Новый 1974–й я встречал в Варшаве, в доме режиссера Ежи Гофмана.
Дневника со мной не было, поэтому но подводил итогов. Делаю это сейчас. Можно было бы вообще этого не делать, но я не могу не проводить добрым словом год, который после многих мерзостей, явил мне милость.
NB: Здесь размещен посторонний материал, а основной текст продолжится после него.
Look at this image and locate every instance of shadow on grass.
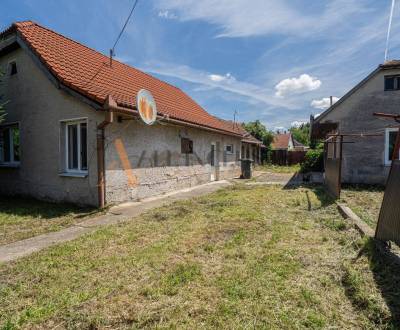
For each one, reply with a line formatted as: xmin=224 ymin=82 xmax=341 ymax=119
xmin=282 ymin=174 xmax=335 ymax=208
xmin=341 ymin=183 xmax=385 ymax=193
xmin=0 ymin=195 xmax=97 ymax=219
xmin=347 ymin=238 xmax=400 ymax=327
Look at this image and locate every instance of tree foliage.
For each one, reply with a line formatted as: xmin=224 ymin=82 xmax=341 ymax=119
xmin=242 ymin=120 xmax=274 ymax=147
xmin=289 ymin=123 xmax=310 ymax=146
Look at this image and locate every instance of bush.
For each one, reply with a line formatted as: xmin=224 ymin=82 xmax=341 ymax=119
xmin=300 ymin=149 xmax=324 ymax=173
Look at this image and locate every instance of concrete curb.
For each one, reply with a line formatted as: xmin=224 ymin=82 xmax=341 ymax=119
xmin=336 ymin=202 xmax=375 ymax=237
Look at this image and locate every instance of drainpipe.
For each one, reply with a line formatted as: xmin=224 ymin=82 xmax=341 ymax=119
xmin=97 ymin=95 xmax=115 ymax=208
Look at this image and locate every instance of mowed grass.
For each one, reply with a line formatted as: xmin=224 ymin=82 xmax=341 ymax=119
xmin=0 ymin=185 xmax=398 ymax=329
xmin=341 ymin=185 xmax=385 ymax=229
xmin=0 ymin=196 xmax=100 ymax=245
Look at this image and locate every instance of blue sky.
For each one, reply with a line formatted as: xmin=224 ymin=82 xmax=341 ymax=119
xmin=1 ymin=0 xmax=400 ymax=130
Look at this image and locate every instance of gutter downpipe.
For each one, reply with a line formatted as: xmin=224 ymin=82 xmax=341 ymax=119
xmin=97 ymin=95 xmax=115 ymax=208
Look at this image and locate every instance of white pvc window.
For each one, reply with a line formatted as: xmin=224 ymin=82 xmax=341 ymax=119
xmin=0 ymin=124 xmax=20 ymax=165
xmin=384 ymin=128 xmax=399 ymax=166
xmin=65 ymin=120 xmax=87 ymax=173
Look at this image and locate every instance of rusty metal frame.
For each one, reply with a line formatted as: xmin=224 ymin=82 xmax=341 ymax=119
xmin=373 ymin=112 xmax=400 ymax=245
xmin=323 ymin=132 xmax=383 ymax=199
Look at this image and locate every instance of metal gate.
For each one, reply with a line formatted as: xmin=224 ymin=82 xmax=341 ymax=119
xmin=324 ymin=136 xmax=342 ymax=199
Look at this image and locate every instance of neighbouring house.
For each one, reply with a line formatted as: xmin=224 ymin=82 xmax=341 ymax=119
xmin=292 ymin=139 xmax=308 ymax=151
xmin=311 ymin=60 xmax=400 ymax=185
xmin=241 ymin=132 xmax=264 ymax=164
xmin=217 ymin=120 xmax=264 ymax=165
xmin=270 ymin=132 xmax=307 ymax=165
xmin=0 ymin=21 xmax=245 ymax=207
xmin=271 ymin=133 xmax=294 ymax=150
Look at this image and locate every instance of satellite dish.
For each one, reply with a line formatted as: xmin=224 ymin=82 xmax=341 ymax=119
xmin=136 ymin=89 xmax=157 ymax=125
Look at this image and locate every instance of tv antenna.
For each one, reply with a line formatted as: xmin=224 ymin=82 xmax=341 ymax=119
xmin=385 ymin=0 xmax=396 ymax=62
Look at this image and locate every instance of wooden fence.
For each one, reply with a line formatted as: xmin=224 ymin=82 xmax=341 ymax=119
xmin=270 ymin=150 xmax=307 ymax=166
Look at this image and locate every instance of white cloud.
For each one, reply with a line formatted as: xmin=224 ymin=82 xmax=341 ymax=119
xmin=274 ymin=126 xmax=285 ymax=132
xmin=158 ymin=10 xmax=178 ymax=19
xmin=208 ymin=73 xmax=235 ymax=82
xmin=156 ymin=0 xmax=364 ymax=38
xmin=275 ymin=74 xmax=321 ymax=97
xmin=311 ymin=97 xmax=339 ymax=110
xmin=291 ymin=120 xmax=307 ymax=128
xmin=141 ymin=61 xmax=298 ymax=109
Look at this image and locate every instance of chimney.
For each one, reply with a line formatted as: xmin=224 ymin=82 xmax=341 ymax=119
xmin=330 ymin=96 xmax=333 ymax=107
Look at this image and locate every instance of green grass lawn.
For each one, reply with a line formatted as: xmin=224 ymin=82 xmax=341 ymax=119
xmin=0 ymin=185 xmax=398 ymax=329
xmin=0 ymin=196 xmax=100 ymax=245
xmin=256 ymin=163 xmax=300 ymax=174
xmin=340 ymin=185 xmax=385 ymax=229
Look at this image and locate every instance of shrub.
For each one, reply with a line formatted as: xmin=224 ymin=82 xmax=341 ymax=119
xmin=300 ymin=149 xmax=324 ymax=173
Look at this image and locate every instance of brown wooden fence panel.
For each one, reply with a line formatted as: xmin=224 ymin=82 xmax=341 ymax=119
xmin=324 ymin=158 xmax=341 ymax=198
xmin=288 ymin=151 xmax=307 ymax=165
xmin=375 ymin=160 xmax=400 ymax=245
xmin=270 ymin=150 xmax=307 ymax=166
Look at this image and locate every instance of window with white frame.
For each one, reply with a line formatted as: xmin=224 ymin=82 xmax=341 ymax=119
xmin=0 ymin=124 xmax=20 ymax=165
xmin=64 ymin=120 xmax=88 ymax=173
xmin=225 ymin=144 xmax=234 ymax=154
xmin=385 ymin=128 xmax=399 ymax=165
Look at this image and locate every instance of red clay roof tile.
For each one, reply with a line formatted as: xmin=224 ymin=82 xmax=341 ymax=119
xmin=2 ymin=21 xmax=242 ymax=136
xmin=271 ymin=133 xmax=292 ymax=150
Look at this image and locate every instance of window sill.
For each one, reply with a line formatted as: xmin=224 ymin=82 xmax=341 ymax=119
xmin=59 ymin=172 xmax=88 ymax=178
xmin=0 ymin=163 xmax=20 ymax=168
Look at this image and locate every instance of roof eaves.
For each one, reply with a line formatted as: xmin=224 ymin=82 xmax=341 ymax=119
xmin=314 ymin=66 xmax=381 ymax=123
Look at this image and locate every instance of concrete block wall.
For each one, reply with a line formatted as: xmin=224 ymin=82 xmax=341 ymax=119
xmin=104 ymin=120 xmax=241 ymax=203
xmin=319 ymin=68 xmax=400 ymax=184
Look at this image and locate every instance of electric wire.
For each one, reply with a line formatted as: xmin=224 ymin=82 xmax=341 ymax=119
xmin=111 ymin=0 xmax=140 ymax=56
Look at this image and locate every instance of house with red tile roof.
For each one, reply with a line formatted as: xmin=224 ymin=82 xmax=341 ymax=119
xmin=0 ymin=21 xmax=245 ymax=206
xmin=271 ymin=133 xmax=294 ymax=150
xmin=218 ymin=120 xmax=264 ymax=164
xmin=271 ymin=133 xmax=307 ymax=151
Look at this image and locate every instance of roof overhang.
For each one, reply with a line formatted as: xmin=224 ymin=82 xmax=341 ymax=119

Прежде всего, это был первый год без больницы. Во — вторых, семьдесят третий исправил то, что испортил его предшественник. Я получил компенсацию за тот ущерб — деловой и моральный, который мне нанесла «Литературка». Роскошная статья Л. Фоменко в «Знамени», статьи в «Лит. России», «Огоньке» и «Новом мире» хорошо отметили и выход моего двухтомника и повесть о Чайковском. Вышла толстая книга военных рассказов. Напечатаны: «Где-то возле консерватории», «Сон о Тютчеве», «Надгробье Кристофера Марло», «Сентиментальное путешествие». Я съездил в Италию, Чехословакию, Японию и дважды в Польшу. Я вытащил Аллу за кордон, а это чего-нибудь да стоит. Была чудесная поездка в Японию, а два с лишним месяца в Польше так значительны, что об этом стоило бы написать отдельно. Написаны два новых сценария: «Дерсу Узала», «Иван да Марья» и вторая серия «Домбровского», оживленного моим упорством и счастливым явлением Богдана Порембы. Опубликован сценарий «Октябрь-44». Я помог Тублину, и это, наверное, наилучшее из всего.